Many anti-austerity protesters blame the debt crisis on Greek politicians, whom they call traitors and thieves. Politicians here are so hated these days that many cannot walk in public without being pelted with yogurt and eggs. Greeks say politicians also sold out the country to international lenders in exchange for billions of dollars in bailout loans. Those lenders — the European Union and the International Monetary Fund — have forced the government to adopt very painful austerity measures, including wage and pension cuts and tax hikes, to bring down Greece's deficit. But the measures have also stalled the economy, dragging it into a fifth year of recession. Unemployment is now at 21%, more than double what it was two years ago, and the number of unemployed Greeks between the ages of 15 and 24 has surpassed an incredible 51%.

"You've heard it before, but young people do not see a future," says Mary Nassi, who's 20 years old and studying architecture at the University of Athens. "It's so depressing and disappointing." She was also at Syntagma on Wednesday evening with her friend, Chryssanthi Mourti, also 20 and an architecture student. Mourti's parents lost their jobs several months ago. "My family has no income," she said. "Nothing."

Mourti says she hopes Greece will get on a better path after parliamentary elections on May 6. But public polls show the vote will likely be inconclusive — no party has enough support to form a government on its own. Economists have also predicted more years of recession.

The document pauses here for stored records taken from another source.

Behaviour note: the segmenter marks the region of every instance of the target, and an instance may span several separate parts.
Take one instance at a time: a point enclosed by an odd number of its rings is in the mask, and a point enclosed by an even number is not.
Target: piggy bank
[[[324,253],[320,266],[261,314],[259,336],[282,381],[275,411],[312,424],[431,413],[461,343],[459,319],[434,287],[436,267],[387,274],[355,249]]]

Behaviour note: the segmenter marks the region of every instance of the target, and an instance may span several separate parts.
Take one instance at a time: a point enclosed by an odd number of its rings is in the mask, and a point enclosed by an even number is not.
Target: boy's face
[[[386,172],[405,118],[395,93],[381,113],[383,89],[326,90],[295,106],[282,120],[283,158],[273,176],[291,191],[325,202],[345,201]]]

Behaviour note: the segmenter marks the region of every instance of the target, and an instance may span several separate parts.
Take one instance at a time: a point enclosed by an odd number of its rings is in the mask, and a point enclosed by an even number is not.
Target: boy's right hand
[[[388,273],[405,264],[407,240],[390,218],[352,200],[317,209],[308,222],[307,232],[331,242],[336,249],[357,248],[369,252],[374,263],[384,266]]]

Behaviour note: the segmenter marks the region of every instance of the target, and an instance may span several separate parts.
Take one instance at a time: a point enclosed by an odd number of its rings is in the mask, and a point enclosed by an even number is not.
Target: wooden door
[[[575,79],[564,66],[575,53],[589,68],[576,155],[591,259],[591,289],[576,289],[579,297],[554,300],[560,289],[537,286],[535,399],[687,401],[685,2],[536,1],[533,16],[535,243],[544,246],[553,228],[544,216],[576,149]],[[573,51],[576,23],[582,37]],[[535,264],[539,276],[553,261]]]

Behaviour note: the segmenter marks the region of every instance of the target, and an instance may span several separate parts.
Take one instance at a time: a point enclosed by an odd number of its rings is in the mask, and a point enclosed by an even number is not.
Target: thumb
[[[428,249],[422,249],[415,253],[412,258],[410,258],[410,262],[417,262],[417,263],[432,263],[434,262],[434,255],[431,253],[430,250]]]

The bailout agreements signed by the leaders of the main political parties mean that Greece must stick to a strict budget to keep receiving the loans that are keeping it from a chaotic default and a possible exit from the euro zone.

But many Greeks say the E.U. and IMF care more about getting their money than what the austerity policies are doing to people. Some are especially angry at Germany, likening their insistence on austerity to an occupation. In his suicide note, Christoulas reportedly compared caretaker Prime Minister Lucas Papademos to Georgios Tsolakoglou, the Premier who collaborated with the Nazis during World War II. Greek media are filled with stories of people sitting in cold, dark homes because they can't pay their electricity bills — or people losing their homes altogether. UNICEF recently cited reports of children fainting from hunger in Greek schools. "This isn't an economic crisis, it's a catastrophe," says Aris Violatzis, a psychologist at Klimaka, a social services NGO in Athens. "People don't know how to break out of the isolation."

Government data shows that the number of suicides in Greece has risen by at least 40% since 2009. Violatzis says he's seen a 10-fold increase in the number of calls to Klimaka's suicide-prevention hotline since 2010, when the debt crisis began. "The sad thing is that nothing new happened yesterday," he says. "It just happened at a particular place, Syntagma. People were committing suicides the day before yesterday and they will continue to do so the day after that."

Though some of the mourners wondered if Christoulas' public suicide in such a symbolic place would galvanize the anti-austerity movement, Mary Nassi, the architecture student, was skeptical. Most people are too scared to take to the streets, she said. "The truth is, even those of us who choose to fight feel depressed," she added. Near the tree where Christoulas took his life, a few angry, hooded young men punched into the air and called the government murderers, but most people were somber and sad. "It's a pity," said a woman in her sixties, wiping away tears. "A pity."